Liu Wei wins the final of China’s Got Talent, at Shanghai Stadium. [Photo/China Daily]

He could not hold back his tears when he was awarded the crown. When asked why he was crying, his words took most people by surprise.

"Shou Junchao (his rap singing fellow contestant) and I are actually very close friends behind the scenes. Though we are on the same stage I'm not pleased at having beaten him," Liu said.

Liu will be invited to perform on Taiwan singer Jolin Tsai's world tour and will also have a three-month stint at Las Vegas. He is also likely to get a contract with Fremantle Media and Sony Music Entertainment.

Nevertheless, Liu seemed quite calm during his TV interview after the show wrapped up. He said he is an ordinary person and will keep composing music of his own.

"I really do not care how people regard me. It is enough for me to do the things I like. When other people express their regret and sorrow because I lost both arms, I can tell them confidently that I have perfect feet," he said.

Liu lost his arms when he was 10 after touching a high-voltage wire during a game of hide-and-seek.

At the time he dreamed of becoming a soccer player. He was encouraged by Liu Jingshen, vice-chairman of the Beijing Disabled Persons' Federation, to do daily chores with his feet and started swimming two years later. He won two gold medals and one silver at the National Swimming Championship for the Disabled in 2002.

Cai Xiuqin is third in the national contest.

By the age of 19, Liu had taught himself how to play the piano with his feet and started composing and producing music, practicing more than seven hours every day.

One year later, he was given the chance to work with the famous Hong Kong pop star Andy Lau and they composed the song Let It Be.

"Music is like water and air to me. I can't live without it," Liu Wei has said.

The jury panel of China's Got Talent, Shanghai stand-up comedian Zhou Libo, Taiwan singer-actress Annie Yi and mainland pop composer Gao Xiaosong, all praised Liu's performance.

"We all fought for our dreams when we were young, but no one has fought as hard as you," Gao said at one of the auditions.

"You tell us that to realize our dreams, we need to spare no pain," Yi said.

Zhou said Liu Wei should join the Shanghai Symphony Orchestra.

"There are only two options for the rest of my life: die as soon as possible or live life loud," Liu said during one show, inspiring thousands of people across China.

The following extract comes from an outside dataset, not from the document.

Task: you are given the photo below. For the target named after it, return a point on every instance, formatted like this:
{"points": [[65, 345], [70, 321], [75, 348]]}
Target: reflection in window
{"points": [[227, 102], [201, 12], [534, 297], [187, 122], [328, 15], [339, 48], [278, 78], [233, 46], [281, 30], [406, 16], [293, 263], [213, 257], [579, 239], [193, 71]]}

Special awards were given to six contestants - including Zhang Aiqing, known as "China's Shirley Temple" - to recognize their contributions.

Text message voting was revived for the final after it was suspended by the State Administration of Radio, Film and Television in late 2007.

Jin Lei, chief director of the show, said all profits from text messaging would be given to the Shanghai Charity Foundation.

The final also featured winners and finalists from the Got Talent series in Britain and the United States, including the winner of the third series of Britain's Got Talent, the British dance troupe Diversity; runner-up of the second series of Britain's Got Talent, the dance group Signature; Recycled Percussions, third on the fourth season of America's Got Talent; and Paul Potts, winner of the first series of Britian's Got Talent.